Files
homelab-docs/infrastructure/BRAINSTORM.md

15 KiB

Infrastructure Brainstorming Session

Date: 2025-10-28 Status: Planning Phase


Initial Claude Code Discovery

I watched this video, https://youtu.be/MsQACpcuTkU?si=2h5VUlgtIcpLbP1v literally took his word as fact and subscribed to Claude Pro. I need to set this up on my 2013 Mac Pro Running Sequoia (using Open Core Legacy Patcher) please outline the steps and process for making this happen

Claude Code Interest - The /init Command

Specifically Claude Code, as a clarification, I am most intrigued by the use of the /init command

Setup Requirements:

  • Homebrew installation
  • Claude Code CLI tool
  • API authentication (separate from Claude Pro subscription)
  • Note: Claude Pro ≠ API access (separate billing)

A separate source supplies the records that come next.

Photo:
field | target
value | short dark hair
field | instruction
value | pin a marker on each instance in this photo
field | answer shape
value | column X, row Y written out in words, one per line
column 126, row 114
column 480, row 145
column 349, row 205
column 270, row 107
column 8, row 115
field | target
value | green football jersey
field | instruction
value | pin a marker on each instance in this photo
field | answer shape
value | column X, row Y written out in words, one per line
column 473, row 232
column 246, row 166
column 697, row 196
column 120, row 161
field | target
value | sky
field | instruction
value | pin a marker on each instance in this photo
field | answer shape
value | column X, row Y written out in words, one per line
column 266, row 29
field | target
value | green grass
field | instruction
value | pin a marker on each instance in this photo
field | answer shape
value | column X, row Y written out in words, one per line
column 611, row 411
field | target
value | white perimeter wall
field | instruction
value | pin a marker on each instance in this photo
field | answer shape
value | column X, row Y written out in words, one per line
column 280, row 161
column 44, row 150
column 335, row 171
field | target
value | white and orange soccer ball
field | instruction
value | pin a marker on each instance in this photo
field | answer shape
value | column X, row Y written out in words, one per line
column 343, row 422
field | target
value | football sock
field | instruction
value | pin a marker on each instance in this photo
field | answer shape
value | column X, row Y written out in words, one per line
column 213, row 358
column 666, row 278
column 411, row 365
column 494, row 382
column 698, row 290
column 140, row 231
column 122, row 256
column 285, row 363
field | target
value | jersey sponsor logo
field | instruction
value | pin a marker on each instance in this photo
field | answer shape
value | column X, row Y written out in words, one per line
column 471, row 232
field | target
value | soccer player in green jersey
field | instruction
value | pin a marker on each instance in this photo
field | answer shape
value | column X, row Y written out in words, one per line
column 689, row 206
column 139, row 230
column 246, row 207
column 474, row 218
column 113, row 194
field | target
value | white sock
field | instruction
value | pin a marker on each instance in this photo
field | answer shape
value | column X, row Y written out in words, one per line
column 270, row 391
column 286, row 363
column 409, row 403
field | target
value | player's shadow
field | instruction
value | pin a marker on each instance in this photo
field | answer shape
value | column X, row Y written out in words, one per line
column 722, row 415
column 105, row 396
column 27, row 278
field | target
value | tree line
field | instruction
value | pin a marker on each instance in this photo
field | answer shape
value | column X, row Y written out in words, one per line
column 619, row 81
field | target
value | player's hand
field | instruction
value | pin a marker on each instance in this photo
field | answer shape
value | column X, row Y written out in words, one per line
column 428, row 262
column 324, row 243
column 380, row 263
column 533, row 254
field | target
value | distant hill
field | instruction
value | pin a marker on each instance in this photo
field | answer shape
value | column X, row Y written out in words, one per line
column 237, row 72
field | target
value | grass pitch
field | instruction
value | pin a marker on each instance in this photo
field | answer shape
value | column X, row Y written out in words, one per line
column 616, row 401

Infrastructure Expansion Plans

Current Environment

VPS:

  • 2 cores / 4GB RAM
  • Running: Pangolin reverse proxy with Gerbil tunnels (WireGuard-based)
  • Concern: RAM and CPU usage limits

Home Lab (Proxmox):

  • DL380p: 32 cores, 96GB RAM (main cluster node)
  • i5: 8 cores, 8GB RAM (secondary cluster node)
  • OMV: 12TB storage node

Development Machine:

  • Mac Pro 2013 running Sequoia (via Open Core Legacy Patcher)

Proposed New Services

  1. RustDesk Server - Self-hosted remote desktop
  2. n8n - Workflow automation platform
  3. Authentik - Single Sign-On (SSO) platform
  4. Obsidian Livesync - Self-hosted note synchronization

Architecture Decision: Hybrid Approach

VPS (Lightweight Services Only)

  • Pangolin reverse proxy (existing)
  • Gerbil tunnels (existing, WireGuard-based)
  • RustDesk relay server (hbbr) - ~30-50MB RAM for NAT traversal only

Reasoning: Keep VPS lightweight to avoid resource constraints

DL380p Proxmox (Heavy Lifting)

  • PostgreSQL (shared database server)
  • Authentik SSO with WebAuthn support
  • n8n workflow automation
  • RustDesk ID server (hbbs) - handles registration and signaling
  • Prometheus + Grafana monitoring
  • Obsidian CouchDB sync server

Reasoning: Abundant resources (32 cores, 96GB RAM) available for all services


Authentik SSO - Core Requirements

WebAuthn/FIDO2 Hardware Authentication

Critical Requirement: Device-specific hardware 2FA

Supported Devices:

  • iPhone with Face ID (biometric authentication)
  • Windows 11 laptop with Windows Hello (fingerprint/face/PIN)
  • No YubiKey required (but supported if needed later)

Security Features:

  • Phishing-resistant (WebAuthn verifies domain)
  • Each device has unique cryptographic key
  • Keys stored in device secure enclave (iPhone) or TPM (Windows)
  • Can revoke individual devices if lost/stolen
  • TOTP as backup MFA method

Integration Targets

Priority 1 (Critical):

  • Proxmox VE (OpenID Connect)
  • n8n (OAuth2)
  • Pangolin admin dashboard (if supported)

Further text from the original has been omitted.